International powers immediately expressed alarm at the developments, warning that Machar’s detention and now suspension could trigger a return to the ethnic massacres and mass displacement that devastated the oil-rich nation. The United Nations, the United States, and regional powers have repeatedly demanded Machar’s release, viewing his house arrest as a violation of the peace agreement.

President Kiir also suspended Petroleum Minister Puot Kang Chol, who faces similar charges alongside Machar, signalling a broader purge of opposition figures from the unity government. The oil ministry controls South Sudan’s primary source of revenue in a country where crude exports represent the lifeblood of the struggling economy.
Beyond Machar, prosecutors have indicted 20 additional individuals in connection with the Nasir attacks, with 13 still at large, according to Justice Minister Geng. The scope of the charges suggests authorities are pursuing a comprehensive legal case against the opposition leadership.

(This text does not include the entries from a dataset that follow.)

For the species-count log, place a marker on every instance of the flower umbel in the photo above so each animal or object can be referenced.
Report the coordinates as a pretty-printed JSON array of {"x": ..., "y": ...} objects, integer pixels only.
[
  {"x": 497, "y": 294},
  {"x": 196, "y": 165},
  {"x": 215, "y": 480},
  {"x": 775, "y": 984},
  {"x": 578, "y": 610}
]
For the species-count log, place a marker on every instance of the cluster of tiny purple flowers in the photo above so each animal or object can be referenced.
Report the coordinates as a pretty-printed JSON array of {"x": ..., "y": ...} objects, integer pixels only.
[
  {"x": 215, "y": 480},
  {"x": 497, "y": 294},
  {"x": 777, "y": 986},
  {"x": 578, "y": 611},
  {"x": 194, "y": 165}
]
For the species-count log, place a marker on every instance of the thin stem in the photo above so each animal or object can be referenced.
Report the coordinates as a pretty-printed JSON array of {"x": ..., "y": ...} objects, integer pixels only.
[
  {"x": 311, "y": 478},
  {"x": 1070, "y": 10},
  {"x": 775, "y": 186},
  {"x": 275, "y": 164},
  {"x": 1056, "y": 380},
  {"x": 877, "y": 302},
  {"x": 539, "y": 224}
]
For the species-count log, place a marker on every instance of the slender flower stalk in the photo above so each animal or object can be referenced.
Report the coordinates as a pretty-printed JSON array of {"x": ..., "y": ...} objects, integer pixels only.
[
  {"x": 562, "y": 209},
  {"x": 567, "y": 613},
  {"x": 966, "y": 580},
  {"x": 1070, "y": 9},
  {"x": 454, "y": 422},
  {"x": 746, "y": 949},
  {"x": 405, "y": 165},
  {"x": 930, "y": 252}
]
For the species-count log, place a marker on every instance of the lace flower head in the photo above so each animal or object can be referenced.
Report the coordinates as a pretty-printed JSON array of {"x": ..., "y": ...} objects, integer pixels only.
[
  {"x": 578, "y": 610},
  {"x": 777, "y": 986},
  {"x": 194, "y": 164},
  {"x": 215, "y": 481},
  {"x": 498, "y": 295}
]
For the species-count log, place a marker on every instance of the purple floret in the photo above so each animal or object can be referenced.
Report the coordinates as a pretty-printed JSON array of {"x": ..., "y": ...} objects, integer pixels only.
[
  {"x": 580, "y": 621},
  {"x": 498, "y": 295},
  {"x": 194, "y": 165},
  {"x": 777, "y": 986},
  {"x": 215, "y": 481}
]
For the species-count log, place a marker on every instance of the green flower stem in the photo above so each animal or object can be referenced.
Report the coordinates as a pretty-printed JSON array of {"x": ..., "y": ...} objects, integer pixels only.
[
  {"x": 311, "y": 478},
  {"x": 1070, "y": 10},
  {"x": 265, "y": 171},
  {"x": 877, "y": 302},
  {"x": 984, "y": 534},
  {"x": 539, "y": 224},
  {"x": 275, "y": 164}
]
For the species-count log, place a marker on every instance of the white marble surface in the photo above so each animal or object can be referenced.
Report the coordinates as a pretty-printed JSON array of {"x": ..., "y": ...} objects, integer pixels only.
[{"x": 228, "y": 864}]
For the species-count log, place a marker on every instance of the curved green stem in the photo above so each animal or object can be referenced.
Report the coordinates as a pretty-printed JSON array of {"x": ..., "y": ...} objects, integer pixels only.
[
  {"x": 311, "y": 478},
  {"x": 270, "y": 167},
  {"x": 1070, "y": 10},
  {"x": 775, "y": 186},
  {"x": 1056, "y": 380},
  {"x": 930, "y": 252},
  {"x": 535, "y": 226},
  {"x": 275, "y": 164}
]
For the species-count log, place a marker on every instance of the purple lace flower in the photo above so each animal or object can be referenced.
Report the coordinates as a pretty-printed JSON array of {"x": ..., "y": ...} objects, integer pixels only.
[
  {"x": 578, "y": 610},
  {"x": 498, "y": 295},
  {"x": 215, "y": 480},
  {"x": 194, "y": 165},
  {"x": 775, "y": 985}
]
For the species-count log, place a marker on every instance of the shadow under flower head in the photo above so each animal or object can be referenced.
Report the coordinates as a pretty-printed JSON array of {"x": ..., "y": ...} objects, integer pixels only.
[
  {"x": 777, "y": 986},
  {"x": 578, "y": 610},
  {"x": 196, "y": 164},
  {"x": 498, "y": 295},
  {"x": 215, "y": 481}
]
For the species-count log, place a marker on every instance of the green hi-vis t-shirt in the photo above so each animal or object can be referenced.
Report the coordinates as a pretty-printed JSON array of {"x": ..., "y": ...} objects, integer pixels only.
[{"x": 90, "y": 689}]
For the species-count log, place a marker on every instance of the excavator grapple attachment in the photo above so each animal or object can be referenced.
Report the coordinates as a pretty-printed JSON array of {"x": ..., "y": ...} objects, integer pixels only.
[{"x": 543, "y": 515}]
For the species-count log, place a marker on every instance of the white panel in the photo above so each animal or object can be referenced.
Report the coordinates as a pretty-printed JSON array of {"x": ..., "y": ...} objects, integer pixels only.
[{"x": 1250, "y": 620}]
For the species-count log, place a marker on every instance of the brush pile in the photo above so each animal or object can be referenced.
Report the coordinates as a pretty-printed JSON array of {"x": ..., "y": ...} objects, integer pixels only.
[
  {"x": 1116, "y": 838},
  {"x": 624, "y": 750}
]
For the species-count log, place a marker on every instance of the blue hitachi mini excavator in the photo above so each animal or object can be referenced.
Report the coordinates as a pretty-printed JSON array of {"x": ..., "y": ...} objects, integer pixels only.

The constitutional crisis unfolds as South Sudan grapples with multiple humanitarian emergencies, including widespread hunger, economic collapse, and continued ethnic violence despite the official peace deal. Sporadic fighting between forces loyal to Kiir and Machar has persisted throughout the supposedly peaceful transition period.
“While the government of the Republic of South Sudan appreciates the engagement of international partners, public and media on the Nasir incident, this matter is now sub judice,” Geng declared, effectively dismissing international pressure for Machar’s release.
Civil society leaders warned that South Sudan’s fragile judicial system lacks the credibility to fairly prosecute such politically charged cases. Edmund Yakani, executive director of Community Empowerment for Progress Organisation, expressed hope that any court proceedings would be conducted fairly rather than serving as “a kangaroo court of law.”
The timing of the charges and suspension raises questions about Kiir’s motives, with critics suggesting the president is exploiting the justice system to eliminate his primary political rival and consolidate power. Such moves directly contradict the spirit of the peace agreement, which established the unity government precisely to prevent either leader from dominating the other.
South Sudan’s international partners now face the prospect of their carefully negotiated peace framework disintegrating, potentially forcing renewed intervention in a country that has consumed billions in aid and peacekeeping resources since independence in 2011.
The crisis threatens to destabilise the broader East African region, where neighbouring countries host millions of South Sudanese refugees who could face renewed displacement if violence erupts again. Regional powers invested significant diplomatic capital in brokering the 2018 peace deal and will likely pressure both sides to prevent a return to war.
As tensions escalate in Juba, the international community watches anxiously to see whether South Sudan’s democratic institutions can survive this constitutional test or whether the world’s youngest nation will once again descend into the ethnic violence that has defined its brief, troubled existence.